Some new graduates will have a work history, Evermore said. In fact, about 40% of full-time undergraduate students work, with 10% working full-time, said higher education expert Mark Kantrowitz.

“People don’t necessarily have to have worked full-time to qualify,” Evermore said. “They just have to hit an earnings qualification, which is generally not very high.”

Unfortunately, any work study as part of your financial aid package doesn’t count as qualifying earnings, she added.

Look into state job placement services

Even if you don’t qualify for jobless benefits, you might still be able to access your state’s job placement assistance services, Evermore said.

“It’s actually how I got my first temp job right out of college,” she said.

While you’re trying to land a job in your preferred field, it’s a good idea to accept some form of employment even if it’s a different industry, said Carolyn McClanahan, a certified financial planner and founder of Life Planning Partners in Jacksonville, Florida.

“You are getting some money in the door,” said McClanahan, who is a member of CNBC’s Financial Advisor Council. Plus, she said, “it’s easier to get a job when you have a job because employers don’t like to see a long unemployment history, and it shows you are motivated.”

Food benefits may be available

It’s worth checking to see if you qualify for benefits under the Supplemental Nutrition Assistance Program, or SNAP, said Dottie Rosenbaum, senior fellow and director of federal SNAP policy at the Center on Budget and Policy Priorities, a left-leaning think tank.

“Most recent graduates with no income can qualify for a little under $300 a month in SNAP if they live alone or live with others but buy and prepare food separately,” Rosenbaum said.

However, most young people will only qualify for three months of benefits if they aren’t working at least part-time or exempt because of a physical condition, she added.

If you live with your parents, you’ll need to apply for the benefits as a household — and your parents’ income will count, “unless, again, they buy and prepare food separately,” Rosenbaum said.

Mind the student loan grace period

In most cases, you likely won’t have to make your first student loan payment until six months after you graduate, thanks to the federal government’s grace period, Kantrowitz said. Those with federal Perkins Loans can get up to nine months, he added.

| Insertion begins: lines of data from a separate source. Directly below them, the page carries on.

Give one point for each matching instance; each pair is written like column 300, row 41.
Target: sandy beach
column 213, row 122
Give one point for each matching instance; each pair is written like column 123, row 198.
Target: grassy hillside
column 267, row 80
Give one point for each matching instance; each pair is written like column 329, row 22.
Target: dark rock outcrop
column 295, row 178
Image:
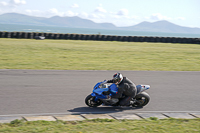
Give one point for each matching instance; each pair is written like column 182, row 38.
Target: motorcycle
column 98, row 96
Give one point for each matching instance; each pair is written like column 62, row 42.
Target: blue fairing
column 97, row 92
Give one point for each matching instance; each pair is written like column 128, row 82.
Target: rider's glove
column 106, row 93
column 108, row 96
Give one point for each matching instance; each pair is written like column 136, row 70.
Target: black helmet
column 117, row 78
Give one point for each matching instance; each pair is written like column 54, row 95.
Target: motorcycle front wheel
column 142, row 99
column 89, row 101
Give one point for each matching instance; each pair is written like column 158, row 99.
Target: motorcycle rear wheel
column 142, row 99
column 89, row 101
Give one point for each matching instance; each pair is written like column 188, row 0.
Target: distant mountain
column 15, row 18
column 76, row 22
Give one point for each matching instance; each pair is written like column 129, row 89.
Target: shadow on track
column 102, row 109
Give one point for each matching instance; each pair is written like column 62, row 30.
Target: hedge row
column 32, row 35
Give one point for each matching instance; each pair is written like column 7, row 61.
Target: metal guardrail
column 35, row 35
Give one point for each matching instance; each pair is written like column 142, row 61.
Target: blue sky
column 119, row 12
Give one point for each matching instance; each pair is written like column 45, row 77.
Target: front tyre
column 89, row 101
column 142, row 99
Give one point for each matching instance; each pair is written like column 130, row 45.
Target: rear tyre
column 89, row 101
column 142, row 99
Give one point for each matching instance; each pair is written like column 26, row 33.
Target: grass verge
column 97, row 55
column 105, row 126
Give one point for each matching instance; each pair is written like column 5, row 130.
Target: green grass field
column 105, row 126
column 97, row 55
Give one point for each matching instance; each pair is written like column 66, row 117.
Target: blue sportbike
column 102, row 93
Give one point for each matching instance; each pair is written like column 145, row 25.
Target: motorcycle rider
column 125, row 87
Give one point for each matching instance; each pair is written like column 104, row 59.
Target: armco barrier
column 32, row 35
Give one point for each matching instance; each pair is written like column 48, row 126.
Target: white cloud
column 158, row 16
column 75, row 6
column 83, row 15
column 100, row 9
column 123, row 12
column 17, row 2
column 3, row 3
column 53, row 11
column 180, row 18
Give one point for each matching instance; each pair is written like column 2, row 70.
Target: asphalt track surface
column 64, row 91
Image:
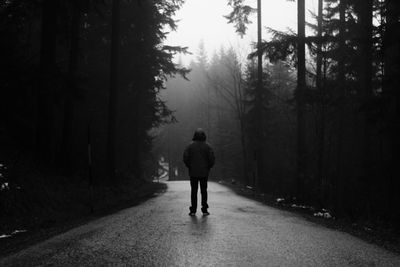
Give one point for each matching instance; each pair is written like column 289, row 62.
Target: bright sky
column 203, row 20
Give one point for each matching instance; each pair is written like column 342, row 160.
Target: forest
column 91, row 97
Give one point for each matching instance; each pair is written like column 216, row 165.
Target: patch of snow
column 4, row 186
column 300, row 206
column 18, row 231
column 325, row 215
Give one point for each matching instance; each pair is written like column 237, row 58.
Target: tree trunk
column 391, row 85
column 320, row 88
column 300, row 100
column 364, row 9
column 338, row 180
column 113, row 90
column 44, row 133
column 259, row 105
column 66, row 142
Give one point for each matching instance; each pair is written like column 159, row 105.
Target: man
column 199, row 159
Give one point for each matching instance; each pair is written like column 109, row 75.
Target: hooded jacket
column 199, row 156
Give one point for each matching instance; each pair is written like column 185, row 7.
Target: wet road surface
column 239, row 232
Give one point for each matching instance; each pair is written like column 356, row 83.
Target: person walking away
column 199, row 159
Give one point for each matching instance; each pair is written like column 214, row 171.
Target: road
column 239, row 232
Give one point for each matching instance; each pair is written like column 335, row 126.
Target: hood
column 199, row 135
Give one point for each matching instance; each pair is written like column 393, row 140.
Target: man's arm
column 211, row 157
column 186, row 157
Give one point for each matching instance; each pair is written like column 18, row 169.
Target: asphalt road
column 239, row 232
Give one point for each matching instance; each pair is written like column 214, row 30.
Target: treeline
column 347, row 105
column 219, row 97
column 83, row 77
column 330, row 136
column 348, row 129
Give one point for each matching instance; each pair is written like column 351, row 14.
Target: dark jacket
column 199, row 157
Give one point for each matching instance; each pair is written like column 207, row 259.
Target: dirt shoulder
column 379, row 233
column 52, row 224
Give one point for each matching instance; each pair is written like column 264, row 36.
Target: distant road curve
column 239, row 232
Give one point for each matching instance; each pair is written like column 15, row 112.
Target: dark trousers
column 194, row 183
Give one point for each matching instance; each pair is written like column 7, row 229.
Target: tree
column 300, row 99
column 113, row 93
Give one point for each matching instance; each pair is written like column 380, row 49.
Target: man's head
column 199, row 135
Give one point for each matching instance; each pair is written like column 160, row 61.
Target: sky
column 203, row 20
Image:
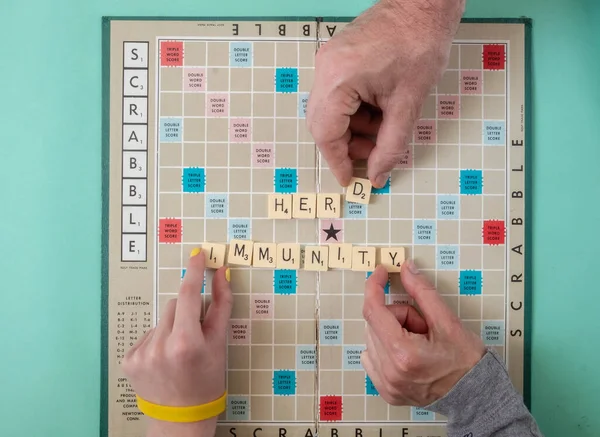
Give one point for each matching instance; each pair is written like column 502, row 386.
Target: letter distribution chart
column 206, row 145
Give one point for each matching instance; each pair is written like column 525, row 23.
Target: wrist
column 158, row 428
column 440, row 16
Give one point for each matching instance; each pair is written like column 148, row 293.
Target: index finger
column 329, row 126
column 381, row 320
column 189, row 302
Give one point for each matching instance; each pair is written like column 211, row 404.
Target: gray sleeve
column 484, row 403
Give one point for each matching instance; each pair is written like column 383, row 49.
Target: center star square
column 331, row 232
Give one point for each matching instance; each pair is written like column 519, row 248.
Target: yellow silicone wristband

If your loans are subsidized, the government will pay the interest on your loans during that period, Kantrowitz said. Meanwhile, interest will accrue on unsubsidized loans.

The federal government has many options for borrowers who, come that time, are worried about affording their bills. Its income-driven repayment, or IDR, plans cap your monthly payment at a share of your discretionary income and culminate in student loan forgiveness. Some borrowers can wind up with a $0 or $10 monthly payment and will begin their progress toward loan cancellation.

Borrowers who need to prolong their grace period can request deferments and forbearances, including ones for those who are unemployed — but interest may continue to accrue. In the first quarter of 2026, 160,000 student loan borrowers were enrolled in the unemployment deferment, according to Kantrowitz.